The relationship between the portal vein and the hepatic artery blood flow was reported by Ternberg and Butcher even as early as in 1965.20 The obstruction in portal vein (slow flow) serves as a mechanical interposition in the path of a rapid flowing arterial (hepatic artery) stream. This results in an increase in hepatic arterial blood flow secondary to a decrease in resistive index within the artery.
Several studies in acute portal vein thrombosis have shown a relationship between hepatic artery resistance and blood flow velocity. Sheen et al had shown a low HARI of 0.57 ± 0.11 in patients with portal vein thrombosis viz a viz a HARI of 0.75 ± 0.08 amongst controls.4 Platt et al in a study of 35 patients with suspicious portal vein thrombosis showed a reduction in hepatic artery resistive index (HARI). He concluded from the study that reduction in HARI could be an objective parameter for portal vein thrombosis.21 Kito et al5 in a study of hepatic artery resistance and flow velocity in patients undergoing right portal vein embolization prior to extended liver resection showed a decrease in resistive index to 0.5 or less within the hepatic artery with a significant increase in blood flow velocity in the artery.
An earlier study amongst cirrhotics, had shown an increase in hepatic arterial resistance and reduction in blood flow in the hepatic artery22 and this was significant in advanced cirrhosis. While the mechanism of an increase in hepatic arterial resistance in cirrhosis liver is comprehensible, the hemodynamic changes in EHPVO is less clear, where the sinusoidal pressure is low or normal.

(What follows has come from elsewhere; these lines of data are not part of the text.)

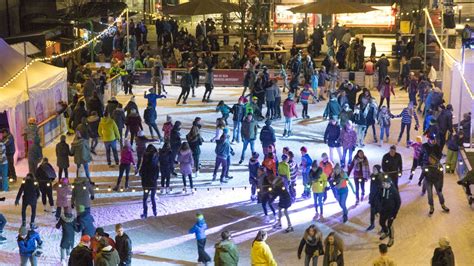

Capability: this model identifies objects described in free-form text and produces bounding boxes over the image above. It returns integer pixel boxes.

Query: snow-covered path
[0,87,474,265]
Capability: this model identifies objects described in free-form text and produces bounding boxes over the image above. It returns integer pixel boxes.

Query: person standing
[214,230,239,266]
[140,144,159,219]
[2,128,17,182]
[382,145,403,190]
[188,212,211,265]
[99,112,121,166]
[378,177,401,247]
[298,224,324,266]
[239,113,258,164]
[15,173,40,230]
[250,230,277,266]
[115,224,132,266]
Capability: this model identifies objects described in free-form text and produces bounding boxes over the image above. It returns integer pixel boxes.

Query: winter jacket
[15,179,39,205]
[298,233,324,259]
[125,113,143,135]
[140,152,160,189]
[99,117,120,142]
[68,244,93,266]
[115,233,132,265]
[260,125,276,147]
[17,230,43,257]
[323,97,341,119]
[214,240,239,266]
[95,246,120,266]
[87,115,100,139]
[283,98,298,118]
[240,119,258,140]
[250,241,277,266]
[56,213,77,249]
[178,149,194,176]
[71,176,94,208]
[324,123,341,148]
[232,103,245,121]
[188,218,207,240]
[71,139,92,165]
[341,127,357,149]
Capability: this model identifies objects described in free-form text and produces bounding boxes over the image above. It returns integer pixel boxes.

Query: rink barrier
[9,163,464,193]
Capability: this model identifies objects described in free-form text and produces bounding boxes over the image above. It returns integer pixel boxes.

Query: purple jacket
[178,150,194,176]
[341,127,357,149]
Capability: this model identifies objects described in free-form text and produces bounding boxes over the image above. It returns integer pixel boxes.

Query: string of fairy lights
[9,161,464,193]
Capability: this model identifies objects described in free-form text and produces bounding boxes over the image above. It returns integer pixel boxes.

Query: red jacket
[283,98,297,118]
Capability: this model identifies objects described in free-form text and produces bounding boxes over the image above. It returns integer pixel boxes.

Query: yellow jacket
[99,117,120,141]
[250,241,277,266]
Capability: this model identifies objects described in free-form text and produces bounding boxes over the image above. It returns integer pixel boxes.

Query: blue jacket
[17,230,43,257]
[188,219,207,240]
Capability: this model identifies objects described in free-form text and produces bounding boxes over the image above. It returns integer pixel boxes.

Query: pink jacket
[120,147,135,164]
[283,99,297,118]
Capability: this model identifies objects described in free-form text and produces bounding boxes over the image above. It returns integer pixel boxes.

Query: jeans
[58,167,69,180]
[115,163,130,188]
[104,140,119,165]
[357,125,367,146]
[398,123,411,144]
[333,187,349,217]
[354,177,365,201]
[240,138,255,161]
[342,148,354,165]
[232,120,242,142]
[0,164,8,191]
[285,117,293,131]
[143,188,156,217]
[147,123,161,139]
[380,126,390,141]
[21,202,36,225]
[76,163,91,180]
[20,255,38,266]
[423,177,444,206]
[213,156,227,182]
[313,193,324,214]
[266,101,275,119]
[196,238,211,263]
[39,182,54,207]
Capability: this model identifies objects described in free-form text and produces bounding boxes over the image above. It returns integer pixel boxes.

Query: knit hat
[81,235,91,243]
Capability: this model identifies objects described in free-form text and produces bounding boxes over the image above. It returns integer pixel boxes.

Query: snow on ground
[0,84,474,265]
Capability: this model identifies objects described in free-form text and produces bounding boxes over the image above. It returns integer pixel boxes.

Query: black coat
[68,245,94,266]
[115,233,132,265]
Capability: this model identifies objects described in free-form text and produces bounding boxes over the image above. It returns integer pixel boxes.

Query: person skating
[309,160,328,220]
[329,164,355,223]
[347,150,370,205]
[68,235,94,266]
[378,176,401,247]
[140,144,160,219]
[250,230,277,266]
[423,154,449,216]
[323,232,344,266]
[382,145,403,190]
[298,224,324,266]
[115,224,132,266]
[366,164,384,231]
[113,140,137,191]
[188,212,211,265]
[15,174,40,229]
[56,212,77,263]
[300,146,313,199]
[214,230,239,266]
[431,237,455,266]
[17,226,43,266]
[56,135,70,180]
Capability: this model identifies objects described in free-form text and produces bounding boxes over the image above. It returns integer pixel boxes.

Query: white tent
[0,39,67,158]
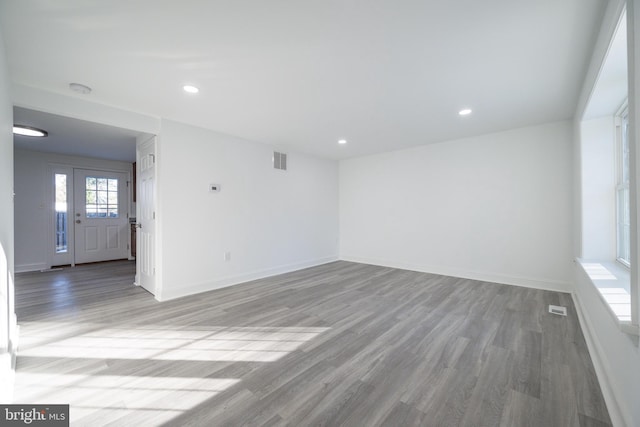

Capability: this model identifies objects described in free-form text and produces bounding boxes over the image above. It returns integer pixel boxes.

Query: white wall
[0,19,17,402]
[340,122,572,291]
[580,116,616,260]
[156,121,338,300]
[14,150,132,272]
[574,0,640,427]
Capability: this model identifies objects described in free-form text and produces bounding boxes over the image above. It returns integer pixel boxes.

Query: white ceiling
[0,0,606,158]
[13,107,140,162]
[582,13,629,120]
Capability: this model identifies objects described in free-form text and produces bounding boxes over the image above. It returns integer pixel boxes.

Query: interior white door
[136,137,156,295]
[72,169,129,264]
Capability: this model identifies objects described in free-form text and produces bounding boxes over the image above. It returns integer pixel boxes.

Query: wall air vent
[549,305,567,316]
[273,151,287,171]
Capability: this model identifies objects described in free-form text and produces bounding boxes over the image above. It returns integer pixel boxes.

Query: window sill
[576,259,640,336]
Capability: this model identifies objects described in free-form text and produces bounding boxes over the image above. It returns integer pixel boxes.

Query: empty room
[0,0,640,427]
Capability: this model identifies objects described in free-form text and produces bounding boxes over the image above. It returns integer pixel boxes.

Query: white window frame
[615,100,631,268]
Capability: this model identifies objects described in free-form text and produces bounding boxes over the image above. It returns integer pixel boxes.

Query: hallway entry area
[10,261,611,426]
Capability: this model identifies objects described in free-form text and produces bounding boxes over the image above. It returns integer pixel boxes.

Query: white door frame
[135,135,158,298]
[45,162,133,268]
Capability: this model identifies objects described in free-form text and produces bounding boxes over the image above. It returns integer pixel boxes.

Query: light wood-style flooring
[10,261,611,427]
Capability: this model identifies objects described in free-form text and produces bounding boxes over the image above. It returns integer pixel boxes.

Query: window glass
[54,173,69,253]
[85,176,119,218]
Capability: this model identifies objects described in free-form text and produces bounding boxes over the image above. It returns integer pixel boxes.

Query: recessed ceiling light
[13,125,49,137]
[69,83,91,95]
[182,85,200,93]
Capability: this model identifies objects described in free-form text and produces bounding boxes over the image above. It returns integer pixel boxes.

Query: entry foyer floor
[15,261,610,426]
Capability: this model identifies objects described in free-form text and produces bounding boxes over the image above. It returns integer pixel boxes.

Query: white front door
[72,169,129,264]
[136,137,156,295]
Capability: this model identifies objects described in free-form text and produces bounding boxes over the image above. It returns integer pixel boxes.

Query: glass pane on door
[85,176,119,218]
[55,173,69,254]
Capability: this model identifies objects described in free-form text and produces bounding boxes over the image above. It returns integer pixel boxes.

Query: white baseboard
[340,255,573,293]
[14,263,49,273]
[0,324,20,404]
[571,292,627,427]
[156,256,338,301]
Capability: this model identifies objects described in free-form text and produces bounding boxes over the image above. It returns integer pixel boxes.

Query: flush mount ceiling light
[13,125,49,137]
[182,85,200,93]
[69,83,91,95]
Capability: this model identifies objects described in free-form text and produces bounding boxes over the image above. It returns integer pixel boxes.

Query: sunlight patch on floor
[14,328,329,425]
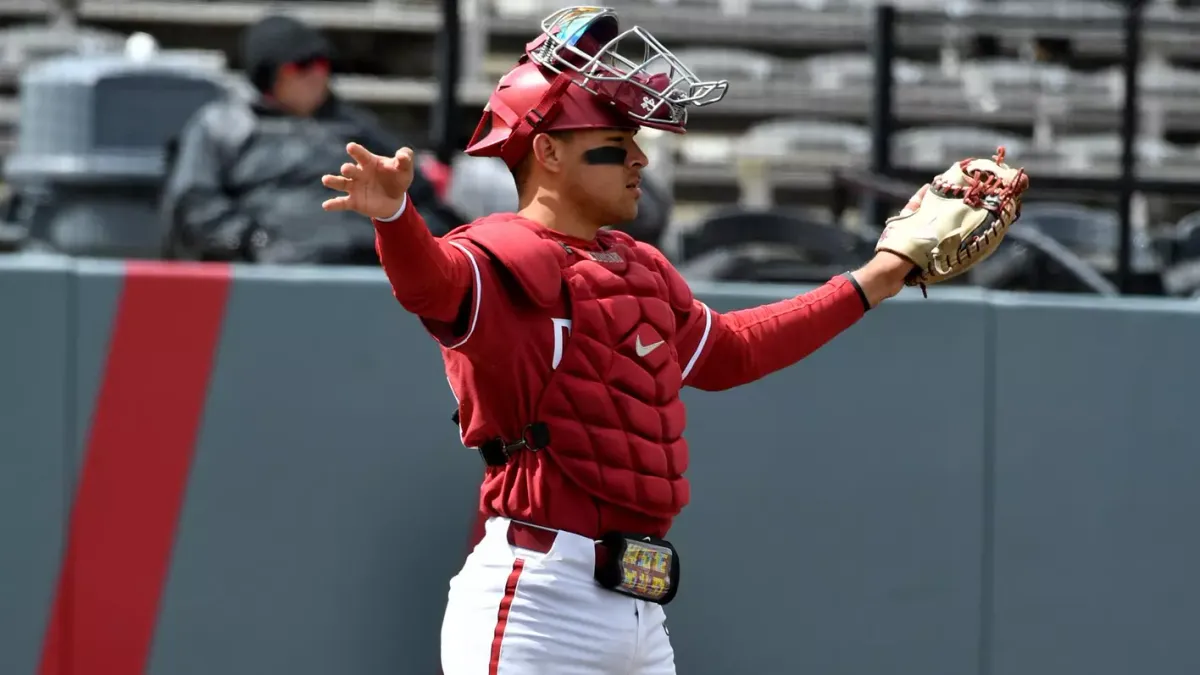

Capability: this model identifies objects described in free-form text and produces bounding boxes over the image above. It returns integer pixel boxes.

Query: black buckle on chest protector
[475,422,550,466]
[595,532,679,604]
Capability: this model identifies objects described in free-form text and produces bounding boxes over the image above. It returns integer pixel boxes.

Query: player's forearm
[371,193,472,322]
[692,275,866,390]
[851,251,912,307]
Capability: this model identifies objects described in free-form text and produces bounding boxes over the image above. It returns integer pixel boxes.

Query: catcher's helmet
[467,7,728,167]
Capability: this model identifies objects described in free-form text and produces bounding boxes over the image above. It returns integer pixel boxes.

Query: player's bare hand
[320,143,413,219]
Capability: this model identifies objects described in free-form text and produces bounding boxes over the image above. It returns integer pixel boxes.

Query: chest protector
[449,215,692,518]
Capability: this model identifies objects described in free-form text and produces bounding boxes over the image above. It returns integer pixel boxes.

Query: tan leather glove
[875,148,1030,293]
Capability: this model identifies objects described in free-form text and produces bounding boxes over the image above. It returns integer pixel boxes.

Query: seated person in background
[162,17,461,265]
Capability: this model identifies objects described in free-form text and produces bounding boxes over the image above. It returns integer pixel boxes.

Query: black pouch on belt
[595,532,679,604]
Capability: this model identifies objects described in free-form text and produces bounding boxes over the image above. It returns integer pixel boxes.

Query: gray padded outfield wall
[0,252,1200,675]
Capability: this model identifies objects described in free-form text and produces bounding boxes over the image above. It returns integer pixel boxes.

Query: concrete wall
[0,252,1200,675]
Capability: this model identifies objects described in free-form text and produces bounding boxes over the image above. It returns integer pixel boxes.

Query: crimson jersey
[374,198,865,537]
[422,228,712,536]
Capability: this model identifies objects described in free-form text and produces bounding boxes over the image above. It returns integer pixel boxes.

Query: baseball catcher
[875,148,1030,293]
[323,7,1019,675]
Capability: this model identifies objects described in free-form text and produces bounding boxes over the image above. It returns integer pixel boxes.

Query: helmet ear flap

Based on ‘hepatic arterial buffer response (HABR) theory,’ hepatic arterial blood flow varies inversely with portal blood flow to maintain total blood flow.23 In EHPVO, the cavernoma around the fibrosed portal vein is likely to result in retrograde flow of blood in the portal vein resulting in ‘liver steal syndrome’. The flow pattern in the hepatic artery is not known.
Doppler studies on HARI in chronic EHPVO are meager. The present study did not show any difference in resistive index between case and controls. Are factors contributing to the hepatic artery resistive index (an increase or a decrease) different in acute and chronic portal vein thrombosis? This at present is not known. The increase in HAAI in our children due to an increase in early systolic acceleration was the only significant buffering factor in this series. Can the early systolic acceleration be the factor for an increase in hepatic artery blood flow? This needs to be established in larger series of cases.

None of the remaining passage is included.